The decline in the importance of SOEs can also be seen through their steadily diminishing share in factor inputs. In 2000, SOEs accounted for nearly 68 percent of capital, 55 percent of fixed assets (such as land), 45 percent of bank credit, and 59 percent of the jobs in the enterprise sector (see figure 2.2).
SOEs use several times more capital to produce one unit of output than the industry average. In 2000, the average ratio of turnover to capital (a proxy for the productivity of capital) in SOEs was 1.6 compared to 8.8 for the enterprise sector as a whole. This implies that an average SOE required nearly nine units of capital to produce one unit of output (turnover) compared to the industry average. By 2009 the average ratio of turnover to capital for the SOEs fell to 1.1 while it increased to 21.0 for the industry (see figure 2.10).SOEs are also less efficient in their use of fixed assets such as land and machinery.

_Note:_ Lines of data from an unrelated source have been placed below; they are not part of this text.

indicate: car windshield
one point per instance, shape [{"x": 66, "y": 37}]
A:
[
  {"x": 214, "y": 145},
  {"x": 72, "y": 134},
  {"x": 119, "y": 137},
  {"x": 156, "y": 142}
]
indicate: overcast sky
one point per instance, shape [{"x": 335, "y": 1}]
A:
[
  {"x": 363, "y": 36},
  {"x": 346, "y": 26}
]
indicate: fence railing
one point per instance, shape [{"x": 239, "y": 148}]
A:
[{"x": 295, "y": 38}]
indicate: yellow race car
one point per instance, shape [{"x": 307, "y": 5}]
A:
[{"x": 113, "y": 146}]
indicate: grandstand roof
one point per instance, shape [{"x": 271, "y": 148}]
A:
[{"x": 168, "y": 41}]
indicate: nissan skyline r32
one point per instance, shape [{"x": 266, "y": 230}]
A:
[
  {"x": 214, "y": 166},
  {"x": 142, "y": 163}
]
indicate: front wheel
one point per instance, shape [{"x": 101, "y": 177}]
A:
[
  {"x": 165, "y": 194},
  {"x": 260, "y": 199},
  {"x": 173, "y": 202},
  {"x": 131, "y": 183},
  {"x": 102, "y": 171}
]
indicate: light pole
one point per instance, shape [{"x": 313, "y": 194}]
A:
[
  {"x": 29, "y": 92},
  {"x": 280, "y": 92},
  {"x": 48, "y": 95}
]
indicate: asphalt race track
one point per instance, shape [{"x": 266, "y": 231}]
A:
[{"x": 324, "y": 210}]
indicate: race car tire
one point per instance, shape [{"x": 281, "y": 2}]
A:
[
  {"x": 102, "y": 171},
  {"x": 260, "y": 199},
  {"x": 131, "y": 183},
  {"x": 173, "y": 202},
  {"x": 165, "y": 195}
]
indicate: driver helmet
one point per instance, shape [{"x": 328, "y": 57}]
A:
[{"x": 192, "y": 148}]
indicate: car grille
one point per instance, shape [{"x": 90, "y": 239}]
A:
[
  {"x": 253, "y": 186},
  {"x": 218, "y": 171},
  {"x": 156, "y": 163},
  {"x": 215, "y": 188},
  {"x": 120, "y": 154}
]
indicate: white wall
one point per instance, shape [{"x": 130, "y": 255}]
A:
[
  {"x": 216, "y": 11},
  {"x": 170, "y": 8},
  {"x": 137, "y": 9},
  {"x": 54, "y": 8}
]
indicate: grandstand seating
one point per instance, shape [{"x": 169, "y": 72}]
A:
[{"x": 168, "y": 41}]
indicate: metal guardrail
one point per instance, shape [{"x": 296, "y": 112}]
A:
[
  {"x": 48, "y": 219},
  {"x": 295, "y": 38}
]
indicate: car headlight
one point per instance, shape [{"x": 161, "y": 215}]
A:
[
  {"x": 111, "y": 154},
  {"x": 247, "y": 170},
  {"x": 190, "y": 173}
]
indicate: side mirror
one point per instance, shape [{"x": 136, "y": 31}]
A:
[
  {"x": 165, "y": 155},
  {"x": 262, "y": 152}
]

Along with being operationally less efficient, SOEs are also found to be financially less prudent.
Ten reasons for reforming the SOEs:
- SOEs are less efficient than nonstate and foreign firms;
- Equitization has been good for SOEs;
- Industrial policy can be carried out without the presence of a large SOE sector;
- SOEs have become too big to fail and too big to save;
- The role of the state in the economy has been changing and an inefficient and weak SOE sector gives bad name to the state;
- A large SOE sector is the source of an uneven playing field;
- SOEs have been slow to embrace modern corporate governance and transparency.
- The corporate framework for SOEs remain weak and incomplete;
- There is lack of vision and clarity regarding the role of SOEs in development;
- The SOE reforms can be leveraged to develop a healthier private sector.
Remedies: The DREAM framework
Since state ownership is not just an economic issue but also a political choice, major restructuring of SOEs is unlikely without strong political support. Any restructuring plan should be firmly based on a clear consensus on the role of the state in the economy and the desirable institutional arrangement to achieve that goal. It would have to involve a number of measures including what we call a “DREAM” framework— Disclose, Regulate, Equitize, Account(able), and Monitor—a description of which follows.
- Disclose. A new information disclosure policy that requires SOEs, starting with the SEGs, to report their financial stakes in all their subsidiaries and affiliated members and to timely and accurately disclose their annual reports, audit reports, and earning statements through print and electronic media or the internet.
- Regulate. A modern corporate governance system that separates state ownership rights from regulatory functions and implements an objective and transparent mechanism for the selection of Chief Executive Officers (CEOs) and board members. There is also a need to put an end to SOEs’ privilege access to factor inputs and to value land at market price for all government and corporate transactions.
- Equitize. There is no more certain way to improve the internal functioning of SOEs than to subject them to the discipline of the market and oversight of the government. This would require accelerating the equitization of SOEs, including selling up to 49 percent of charter capital of the SEG parent company.
- Accountable. Holding the SOEs accountable for their actions, including a reward for greater transparency and timely reporting of data and information and a penalty for noncompliance.
- Monitor. Overhauling the monitoring system with a provision for mandatory, independent annual audits and timely submission of financial data to the relevant ministries and agencies.